Moody’s Investors Service has downgraded the long-term deposit ratings of five Pakistani banks to Caa3 from Caa1, suggesting that the ongoing economic crisis in the country is likely to have an adverse trickle-down effect on banks.
With inflation readings at a historical high of 31.5% in January, coupled with the central bank’s benchmark policy rate at record high of 20%, has weakened the capacity of borrowers to repay loans taken from banks. Accordingly, financial institutions may see a large proportion of borrowers defaulting on repayment, which will result in an increase in non-performing loans (NPLs) and bad loans, likely to hit bank earnings, and deteriorate the quality of their assets.

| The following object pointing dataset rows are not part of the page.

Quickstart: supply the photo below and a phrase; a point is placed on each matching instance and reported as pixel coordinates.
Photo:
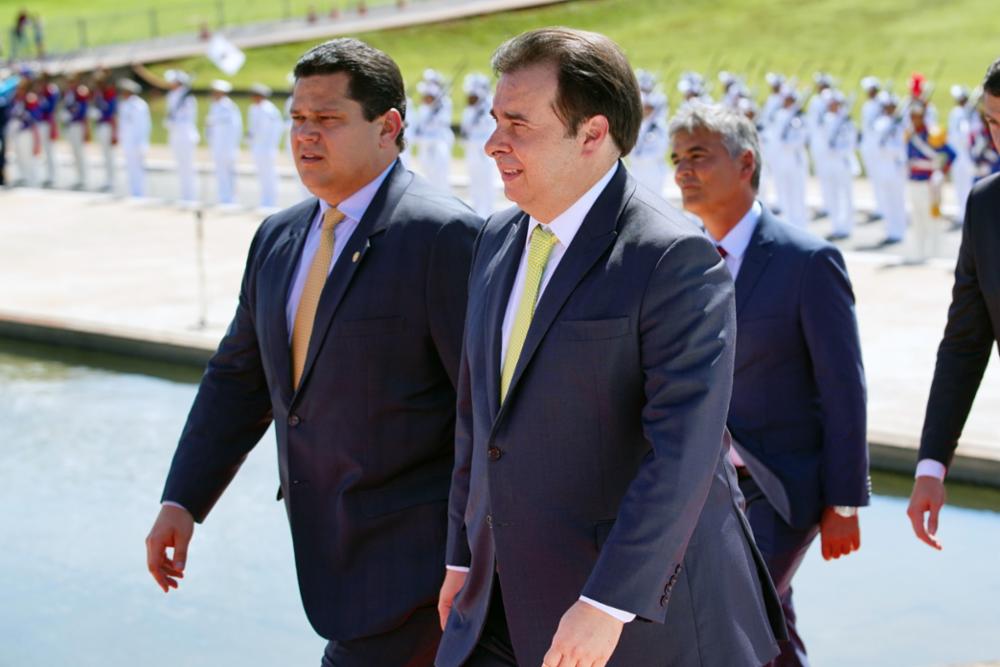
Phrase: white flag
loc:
(225, 55)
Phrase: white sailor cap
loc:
(129, 85)
(870, 83)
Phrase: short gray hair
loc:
(738, 134)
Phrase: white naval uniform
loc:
(265, 128)
(134, 127)
(963, 169)
(477, 126)
(434, 139)
(182, 130)
(841, 139)
(888, 174)
(224, 131)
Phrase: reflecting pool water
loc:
(85, 442)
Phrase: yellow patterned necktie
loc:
(305, 315)
(539, 249)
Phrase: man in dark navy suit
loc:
(797, 415)
(346, 337)
(972, 331)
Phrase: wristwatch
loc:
(845, 511)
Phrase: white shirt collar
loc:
(737, 240)
(354, 207)
(567, 224)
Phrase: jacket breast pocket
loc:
(379, 326)
(615, 327)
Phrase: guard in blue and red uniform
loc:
(928, 159)
(76, 102)
(106, 103)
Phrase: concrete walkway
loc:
(379, 17)
(146, 278)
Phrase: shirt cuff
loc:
(170, 503)
(617, 614)
(931, 468)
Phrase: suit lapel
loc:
(362, 241)
(279, 271)
(757, 256)
(500, 276)
(596, 234)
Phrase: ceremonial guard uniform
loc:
(224, 130)
(134, 128)
(182, 132)
(265, 128)
(477, 126)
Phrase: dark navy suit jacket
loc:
(973, 324)
(798, 411)
(365, 445)
(603, 473)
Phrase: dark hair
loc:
(374, 78)
(594, 78)
(991, 82)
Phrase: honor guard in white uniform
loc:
(790, 165)
(841, 141)
(265, 128)
(224, 131)
(960, 127)
(476, 128)
(648, 158)
(75, 117)
(432, 130)
(181, 121)
(105, 113)
(868, 146)
(888, 171)
(48, 128)
(765, 122)
(134, 127)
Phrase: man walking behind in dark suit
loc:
(347, 338)
(972, 330)
(592, 490)
(797, 415)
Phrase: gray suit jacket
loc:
(603, 472)
(365, 444)
(973, 324)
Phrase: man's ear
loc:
(594, 132)
(392, 125)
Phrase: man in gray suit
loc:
(347, 338)
(972, 330)
(592, 490)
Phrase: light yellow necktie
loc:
(305, 315)
(539, 249)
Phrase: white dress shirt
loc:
(353, 208)
(564, 227)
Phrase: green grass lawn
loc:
(950, 42)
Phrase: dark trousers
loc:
(494, 648)
(412, 644)
(783, 548)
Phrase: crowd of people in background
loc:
(905, 148)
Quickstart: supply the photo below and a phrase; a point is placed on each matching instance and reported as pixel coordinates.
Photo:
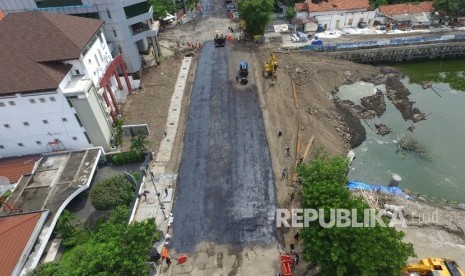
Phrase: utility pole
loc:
(162, 207)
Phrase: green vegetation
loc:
(256, 14)
(161, 8)
(289, 13)
(111, 193)
(127, 157)
(113, 248)
(345, 250)
(139, 143)
(453, 8)
(66, 228)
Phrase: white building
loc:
(129, 26)
(336, 14)
(51, 71)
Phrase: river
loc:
(442, 175)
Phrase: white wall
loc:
(123, 38)
(60, 124)
(95, 61)
(330, 18)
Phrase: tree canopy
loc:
(256, 14)
(115, 248)
(345, 250)
(112, 192)
(453, 8)
(161, 8)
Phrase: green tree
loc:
(161, 8)
(115, 249)
(139, 143)
(453, 8)
(345, 250)
(112, 192)
(66, 228)
(290, 13)
(256, 14)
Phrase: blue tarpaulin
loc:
(355, 185)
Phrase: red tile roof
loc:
(337, 5)
(406, 8)
(301, 7)
(14, 168)
(33, 44)
(15, 232)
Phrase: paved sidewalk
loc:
(159, 180)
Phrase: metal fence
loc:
(386, 42)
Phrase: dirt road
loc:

Presently, the country’s cash-strapped government stands to be the single largest borrower, having taken 85% of total deposits in loans. Other borrowers include businesses and households (mainly car financing and housing finance). The government, however, has never defaulted on its repayments as it has continued to borrow more from banks to pay off its previous loans.
The five banks to be downgraded on deposit rating include Allied Bank Limited (ABL), Habib Bank Ltd (HBL), MCB Bank Limited (MCB), National Bank of Pakistan (NBP) and United Bank Ltd (UBL), according to the global rating agency.
Along with downgrading their long-term deposit ratings, Moody’s Investors Service has also downgraded the five banks’ long-term foreign currency Counterparty Risk Ratings (CRRs) to Caa3 from Caa1.
As part of the same rating action, Moody’s lowered the banks’ Baseline Credit Assessments (BCAs) to Caa3 from Caa1, and as a result, also downgraded their local currency long-term CRRs to Caa2 from B3 and their long-term Counterparty Risk Assessments to Caa2(cr) from B3(cr).
Moody’s said that the downgrading of banks follows its decision to downgrade the government of Pakistan’s credit rating to Caa3 from Caa1 – all of which suggest that default is imminent. The agency has, however, changed the outlook to stable from negative earlier this week.
The downgrading of the banks reflects the weakening operational environment in the country, as captured by Moody’s lowering of its Macro Profile for Pakistan to “Very Weak” from “Very Weak+”; and the high interlinkages between the sovereign’s weakened creditworthiness and the banks’ balance sheets, given the banks’ significant holdings of sovereign debt securities.
The agency said that the banks’ high sovereign exposure, mainly in the form of government debt securities – that range between 36%-61% of their total assets – also links their credit profile to that of the government.
“The deterioration in Pakistan’s operating environment reflects both the rising government liquidity and external vulnerability risks, with foreign exchange reserves declining to critically low levels, as well as the high costs of living with headline inflation likely to rise further as energy prices increase in tandem with the removal of energy subsidies,” it added.
According to Moody’s, a combination of these factors, together with the high-interest rates, will dampen consumer confidence and compromise borrowers’ repayment capacity. In turn, these factors will add pressure to banks’ earnings, asset quality, and capital metrics, and also potentially jeopardise their financial stability.
Banks have lent some 85% of total industry deposits to the government, as the country’s leadership stays embroiled in a vicious cycle of borrowing more to repay old loans.
JS Global Research has reported that banks’ financing to the government surged 12.5 percentage points over the past one-year to 85% of total deposits (equivalent to Rs19.2 trillion) in January 2023.
Topline Securities said Pakistan’s top five private sector banks’ profit grew 18% (Rs26 billion) to reach Rs166 billion in 2022. However, their tax almost doubled to Rs194 billion in the year.
SBP injects Rs2.25 trillion
The central bank has injected Rs2.25 trillion into commercial banks for up to 77 days through open market operations (OMO) to make sure ample liquidity remains available in the system.
It injected the funds at a rate of return of 20.10% compared to 17.14% in the previous week’s OMO after the central bank increased its key policy rate to 20%.
Published in The Express Tribune, March 4th, 2023.